By any measure, the generic drug market is a success story of American health care policy. Largely spurred by the enactment of state drug substitution laws and an accelerated regulatory pathway for generics in the 1970s and ’80s, generic drug competition saved American patients $313 billion in 2019 alone.1 In fact, a U.S. Food and Drug Administration study found that drugs with six or more competitors experienced price reductions of over 95 percent.2 At a time when skyrocketing drug prices are a cause for national concern, the importance of competition in the pharmaceuticals market could not be greater.

Yet the brand-name drug companies that have profited handsomely from high-priced medicines have sought to take advantage of legal and policy strategies to protect those profits. Chief among those strategies today is a technique called “product hopping,” in which a company seeks to transition or ‘hop’ the market for a particular drug from one formulation over to another one. Generally, this is a two-step process wherein a manufacturer develops a new formulation of an existing, often best-selling drug and then convinces patients to switch to the new formulation, thereby disrupting generic competition over the old one. The practice is prevalent: one study estimates that new formulations are introduced for about half of all new small-molecule drugs. It is also costly, as one study indicates that five major examples of product hopping cost the U.S. health care system $4.7 billion a year.

The conventional response to product hopping has been antitrust enforcement, and while that avenue has been effective, it is also limited. And while patients, pharmacies and insurers who have charged pharmaceutical firms with anticompetitive product hopping have enjoyed successes, there have also been failures. Commentary on the matter has been no less divided, all of which suggests a need to go beyond antitrust law as a response.

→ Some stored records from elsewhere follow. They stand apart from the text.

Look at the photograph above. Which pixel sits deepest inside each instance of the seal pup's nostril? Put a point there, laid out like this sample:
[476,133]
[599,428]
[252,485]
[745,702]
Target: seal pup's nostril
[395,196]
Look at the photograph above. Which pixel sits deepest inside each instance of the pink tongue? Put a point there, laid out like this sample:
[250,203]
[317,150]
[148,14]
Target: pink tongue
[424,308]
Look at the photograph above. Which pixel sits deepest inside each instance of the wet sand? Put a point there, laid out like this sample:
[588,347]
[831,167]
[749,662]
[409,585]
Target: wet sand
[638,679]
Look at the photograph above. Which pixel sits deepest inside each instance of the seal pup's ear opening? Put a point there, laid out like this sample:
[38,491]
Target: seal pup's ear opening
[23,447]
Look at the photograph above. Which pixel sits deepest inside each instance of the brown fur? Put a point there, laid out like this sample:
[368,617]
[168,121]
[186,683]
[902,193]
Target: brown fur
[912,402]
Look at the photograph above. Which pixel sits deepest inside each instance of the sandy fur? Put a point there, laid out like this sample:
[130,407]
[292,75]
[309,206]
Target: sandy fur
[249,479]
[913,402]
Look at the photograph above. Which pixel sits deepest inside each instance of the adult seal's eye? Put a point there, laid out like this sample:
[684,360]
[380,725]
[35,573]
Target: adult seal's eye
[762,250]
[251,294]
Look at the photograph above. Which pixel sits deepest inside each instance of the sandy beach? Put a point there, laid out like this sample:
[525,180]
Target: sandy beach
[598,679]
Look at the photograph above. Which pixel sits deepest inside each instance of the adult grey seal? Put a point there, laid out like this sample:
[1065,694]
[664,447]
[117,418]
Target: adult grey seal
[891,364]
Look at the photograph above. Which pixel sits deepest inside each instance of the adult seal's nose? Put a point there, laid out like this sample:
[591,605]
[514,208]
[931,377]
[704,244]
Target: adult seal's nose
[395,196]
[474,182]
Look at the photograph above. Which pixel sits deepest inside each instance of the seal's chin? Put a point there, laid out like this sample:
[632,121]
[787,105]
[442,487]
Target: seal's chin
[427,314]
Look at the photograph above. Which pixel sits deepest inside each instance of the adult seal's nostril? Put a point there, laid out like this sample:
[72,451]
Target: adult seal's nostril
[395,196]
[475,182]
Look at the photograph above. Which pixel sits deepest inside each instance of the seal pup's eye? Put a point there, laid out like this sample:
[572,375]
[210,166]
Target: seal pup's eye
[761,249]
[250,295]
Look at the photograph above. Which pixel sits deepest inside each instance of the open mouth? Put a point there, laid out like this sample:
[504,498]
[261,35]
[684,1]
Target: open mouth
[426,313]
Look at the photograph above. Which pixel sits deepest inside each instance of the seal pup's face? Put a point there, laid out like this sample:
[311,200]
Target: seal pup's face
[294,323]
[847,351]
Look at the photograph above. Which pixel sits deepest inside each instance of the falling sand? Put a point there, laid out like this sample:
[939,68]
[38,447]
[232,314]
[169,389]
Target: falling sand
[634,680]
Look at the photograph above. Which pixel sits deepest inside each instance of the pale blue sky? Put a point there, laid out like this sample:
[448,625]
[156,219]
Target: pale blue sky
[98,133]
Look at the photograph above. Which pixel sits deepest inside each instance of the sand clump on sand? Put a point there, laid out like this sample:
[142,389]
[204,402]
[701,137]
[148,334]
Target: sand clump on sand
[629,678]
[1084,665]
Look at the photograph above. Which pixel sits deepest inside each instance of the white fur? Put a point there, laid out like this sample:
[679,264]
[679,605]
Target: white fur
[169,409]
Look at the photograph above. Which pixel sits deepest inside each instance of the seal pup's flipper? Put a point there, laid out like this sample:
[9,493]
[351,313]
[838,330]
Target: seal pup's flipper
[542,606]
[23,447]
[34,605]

Accordingly, this paper identifies several policy approaches that would limit the effects and prevalence of product hopping at both the federal and state levels. It posits that since it requires a combination of patent exclusivity on the new formulation of a drug and the imposition of a regulatory cost on the original one, solutions must target either the patent exclusivity arm or the regulatory cost arm. And moreover, the effectiveness of those solutions depends upon how well they are able to minimize the confluence of patents and regulation that enables product hopping. In particular, solutions worth consideration include improvements to FDA review of drugs, expansion of state generic substitution laws, strengthening of the patent examination processes and clarification of government patent licensing authority.